If training Zoobot from scratch, this is all you need. For example, in PyTorch:

    from zoobot.pytorch.training import train_with_pytorch_lightning

    train_with_pytorch_lightning.train_default_zoobot_from_scratch(
        catalog=catalog,
        save_dir=save_dir,
        schema=gz2_schema, # see zoobot/pytorch/examples/minimal_example.py
        ...
    )

Otherwise, you might like to use the classes in this package to load these catalogs into ML-friendly inputs.

### PyTorch

Create a PyTorch Dataset from a catalog like so:

    from galaxy_datasets.pytorch.galaxy_dataset import CatalogDataset  # generic Dataset for galaxies

    dataset = CatalogDataset(
        catalog=catalog.sample(1000),  # from gz2(...) above
        label_cols=['smooth-or-featured-gz2_smooth']
    )

Notice how you can adjust the catalog before creating the Dataset. This gives flexibility to try training on e.g. different catalog subsets.

If you don't want to change anything about the catalog, you can skip the framework-independent download and use a named class from `galaxy_datasets.pytorch`, which takes the same arguments and directly gives a Dataset:

    from galaxy_datasets.pytorch import GZ2

    gz2_dataset = GZ2(
        root='your_data_folder/gz2',
        train=True,
        download=False
    )
    batch = gz2_dataset[0]
    image = batch['image']
    label = batch['smooth-or-featured-gz2_smooth']

You might also find the PyTorch Lightning DataModule under `galaxy_datasets/pytorch/galaxy_datamodule` useful. Zoobot uses this for training and finetuning.

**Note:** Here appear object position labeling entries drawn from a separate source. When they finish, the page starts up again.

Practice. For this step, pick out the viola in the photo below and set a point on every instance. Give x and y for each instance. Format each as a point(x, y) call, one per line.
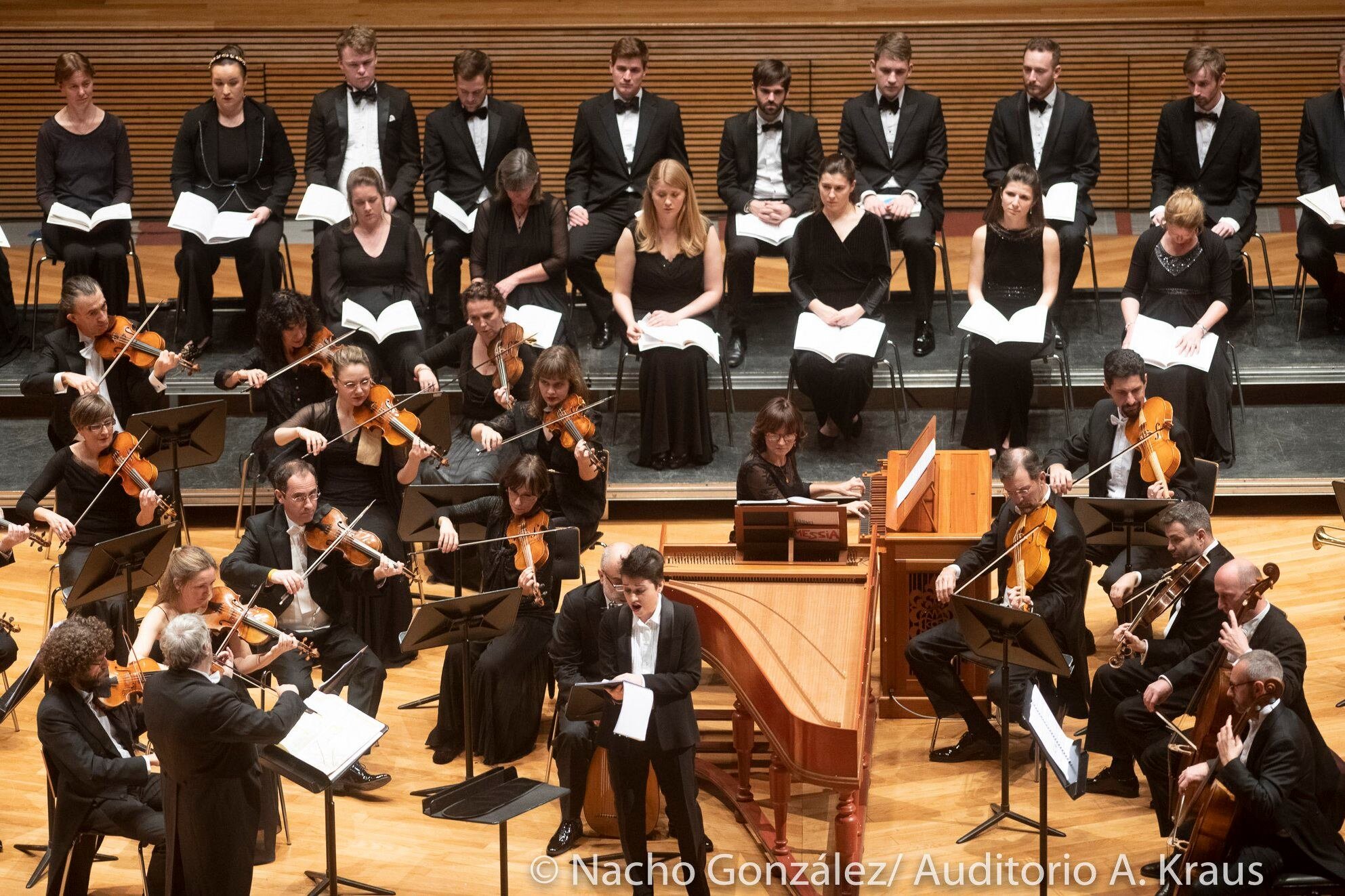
point(140, 349)
point(136, 473)
point(257, 627)
point(358, 545)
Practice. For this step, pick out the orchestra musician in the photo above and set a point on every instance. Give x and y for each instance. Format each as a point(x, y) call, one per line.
point(1115, 702)
point(1058, 597)
point(579, 481)
point(273, 553)
point(233, 151)
point(84, 163)
point(771, 469)
point(206, 736)
point(509, 673)
point(68, 365)
point(101, 785)
point(357, 467)
point(1104, 435)
point(575, 654)
point(655, 643)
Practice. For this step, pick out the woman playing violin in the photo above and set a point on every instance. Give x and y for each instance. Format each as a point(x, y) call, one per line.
point(354, 469)
point(484, 398)
point(509, 673)
point(579, 482)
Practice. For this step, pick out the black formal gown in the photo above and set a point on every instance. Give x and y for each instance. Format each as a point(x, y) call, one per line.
point(1001, 376)
point(674, 405)
point(1178, 291)
point(856, 271)
point(509, 673)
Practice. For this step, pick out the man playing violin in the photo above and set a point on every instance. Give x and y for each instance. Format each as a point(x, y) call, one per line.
point(68, 365)
point(1117, 704)
point(1056, 597)
point(273, 552)
point(1104, 436)
point(101, 785)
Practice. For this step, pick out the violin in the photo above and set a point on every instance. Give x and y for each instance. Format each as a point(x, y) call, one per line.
point(136, 473)
point(359, 545)
point(140, 349)
point(1161, 456)
point(381, 416)
point(257, 627)
point(573, 427)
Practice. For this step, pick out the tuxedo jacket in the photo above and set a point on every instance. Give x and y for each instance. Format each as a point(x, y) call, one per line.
point(919, 155)
point(1071, 151)
point(128, 385)
point(598, 163)
point(398, 142)
point(1321, 143)
point(1230, 181)
point(1091, 447)
point(451, 163)
point(801, 158)
point(1199, 615)
point(266, 547)
point(270, 163)
point(677, 673)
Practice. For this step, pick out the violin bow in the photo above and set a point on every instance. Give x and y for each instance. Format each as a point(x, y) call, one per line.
point(543, 425)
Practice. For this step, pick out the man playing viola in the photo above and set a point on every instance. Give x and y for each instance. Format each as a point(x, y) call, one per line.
point(1056, 597)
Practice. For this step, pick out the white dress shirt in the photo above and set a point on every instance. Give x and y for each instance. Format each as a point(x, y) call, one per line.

    from galaxy_datasets.pytorch.galaxy_datamodule import CatalogDataModule
    from galaxy_datasets.transforms import get_galaxy_transform, default_view_config

    datamodule = CatalogDataModule(
        label_cols=['smooth-or-featured-gz2_smooth'],
        catalog=catalog
        # optional args to specify augmentations
        train_transform=get_galaxy_transform(default_view_config()),
        test_transform=get_galaxy_transform(default_view_config())
    )

    datamodule.prepare_data()
    datamodule.setup()
    for batch in datamodule.train_dataloader():
        images = batch['image']
        labels = batch['smooth-or-featured-gz2_smooth']
        print(images.shape, labels.shape)
        break

### TensorFlow

*TensorFlow support has now been deprecated. The ML research community has broadly converged on PyTorch. We suggest using PyTorch or, for framework-indepedent data loading, our HuggingFace datasets.*

## Download Notes

Datasets are downloaded like:

- {root}
    - images
        - subfolder (except GZ2)
            - image.jpg
    - {catalog_name(s)}.parquet

The whole dataset is downloaded regardless of whether `train=True` or `train=False`.